3・1999年 東京②
「てめこら。コスプレしてくるなって言ったじゃないか」
「コスプレじゃないで~す。だって十九世紀の絵を観るんでしょ? それにふさわしい格好してきただけですよ」
友樹との待ち合わせは、人でにぎわう上野駅公園口改札前。
ジェニーはクラシカルロリータ系のマキシ丈のワンピースを着て行った。上半身は細身で裾はふんわり。胸元に細かく寄せられたタックとたくさん並んだパールのボタンがブルジョワお嬢様風。色調は上品でつややかな蜂蜜色だ。
「十九世紀の絵を観るから十九世紀風の格好をするって発想が、もうコスプレなんだよ! 恥ずかしいからその頭の飾りだけでもとってこい!」
「え~」
「とってこないと僕は帰る」
「わかりましたよう。いけず~」
ジェニーはヘッドドレスをはずすために、しぶしぶ駅のトイレへ向かった。
ふりかえると改札前で、友樹が腕を組んでこっちをにらんでいる。繊細な容貌に似合わず友樹はなかなか鬼軍曹なのだ。
そんなところもステキなのよねーとジェニーはうっとり見とれてしまった。友樹は去らないジェニーをしっしっと追い払うように、手をふった。
ああん犬じゃないわ。いけずぅ。
友樹をふりかえりふりかえり駅のトイレに入り、鏡の前に立つ。縦ロールを崩さないようにそうっとピンをとってヘッドドレスをはずす。
ああ、地味なヘアになっちゃったわ。こんなことならカチューシャにすればよかった。
(ついでにおトイレしてっちゃお)
ジェニーは個室のドアを開けた。
開けた途端にバタンと閉めた。
そしてもう一回、今度は十センチほどドアを開け、隙間から覗き込むように中を見た。
洋式便器があるはずの場所に、奇妙に捻じくれ絡まり合った樹木の枝が張り出していた。手を伸ばせば壁のタイルに届くほどの狭い空間のはずなのに、そこには鬱蒼とした森がひらけていた。蛍光灯のまたたく低い天井のかわりに、赤紫の雲が渦巻く空がある。薄暗い空の彼方からきこえる、カラスの声をもっと邪悪にしたような、ギャアギャア耳障りな鳥の鳴き声――。
パタン。
ジェニーは静かにドアを閉めた。ほかの個室はまともなトイレのままのようで、水を流す音がする。ジェニーは清掃用具入れからずるずると「清掃中」の看板をひっぱり出し、トイレの前に立てた。そして利用者がいなくなるのを待って、ハンドバッグから携帯電話を取り出した。
「もしもし。フェリ様ですか? 今上野駅にいるんですけど、公園口トイレの個室が魔界になっちゃってますよ。……そうです、『扉』が生まれちゃったみたいです。わたしじゃ封印できないんで、すぐ来てください。デートなんで、すぐお願いします。すぐですよー」
(もお。こんなときに)
ジェニーは落ち着いていた。魔界への『扉』の出現に出くわしてしまったのははじめてだけれど、話にはよくきいていた。

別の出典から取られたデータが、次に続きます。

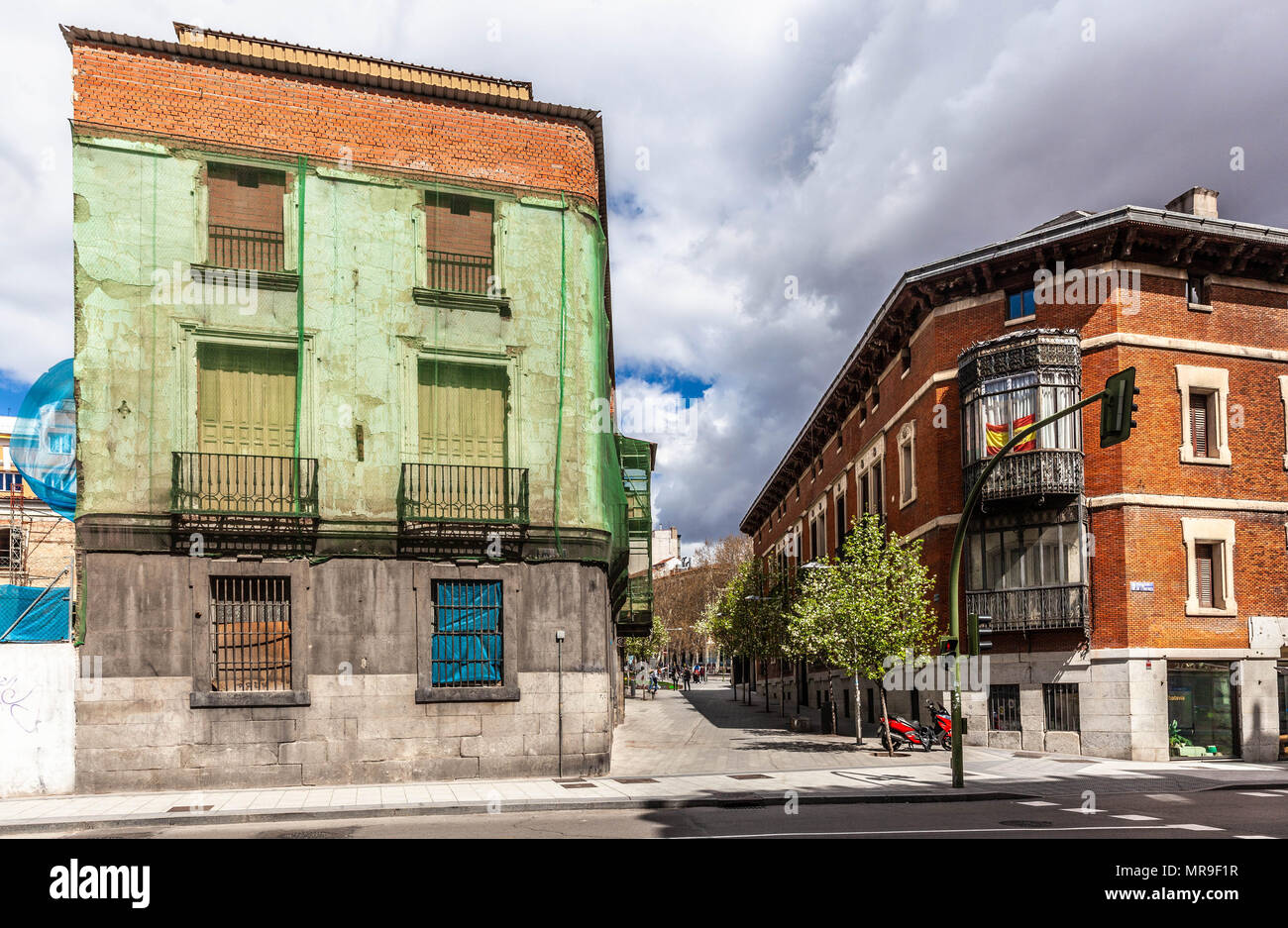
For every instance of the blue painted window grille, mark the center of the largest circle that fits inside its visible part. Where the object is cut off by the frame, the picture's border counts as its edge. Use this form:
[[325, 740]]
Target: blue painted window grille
[[467, 647], [1020, 304]]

人界から魔界へ抜ける『扉』と呼ばれる次元の穴は、山や湖など自然エネルギーが溜まる場所に開くことが多い。しかし人工の増加によって人的パワーが自然エネルギー並みに増大し、大都会にも開くようになった。人間が魔界に落ちると面倒なことになるので、街中の穴は塞ぐことになっている。
しかしジェニーには『扉』の封印技術がなかった。天使として未熟だからというより、ジェニーは封印や結界などをほどこす素質がもとからない属性の天使なのだ。
(フェリ様おそいなあ。『空間越え』なら三秒で来れるはずなのに)
ジェニーはもう一度バッグから携帯電話を出した。今度は友樹にちょっと待っててと電話するつもりだった。
友樹の番号を表示しようとしたところで、森になっている個室から物音がした。ジェニーは携帯をしまってバッグを鏡の前に置き、個室のドアを見据えた。ドアから目を離さずに、清掃用具入れに手を伸ばす。
そうだ、こっちから人間が魔界へ落ちることばかり考えていたけれど、向こうから魔族が人界に入ろうとする場合だってあるのだ。
唇を舌で湿らせる。
封印も結界も『空間越え』もできないけれど、戦闘だったらお手のもの。
ジェニーはモップを手に取った。長い柄を槍のように持って身構える。魔族でもなんでも、かかってきなさい。一突きで魔界に叩き返してやるから――。
バン!
中から個室のドアが開く。
ジェニーはモップの突きを繰り出すことができなかった。
出てきたのは魔族ではなく、白い翼を大きく広げた、ジェニーとおなじ天使だったから。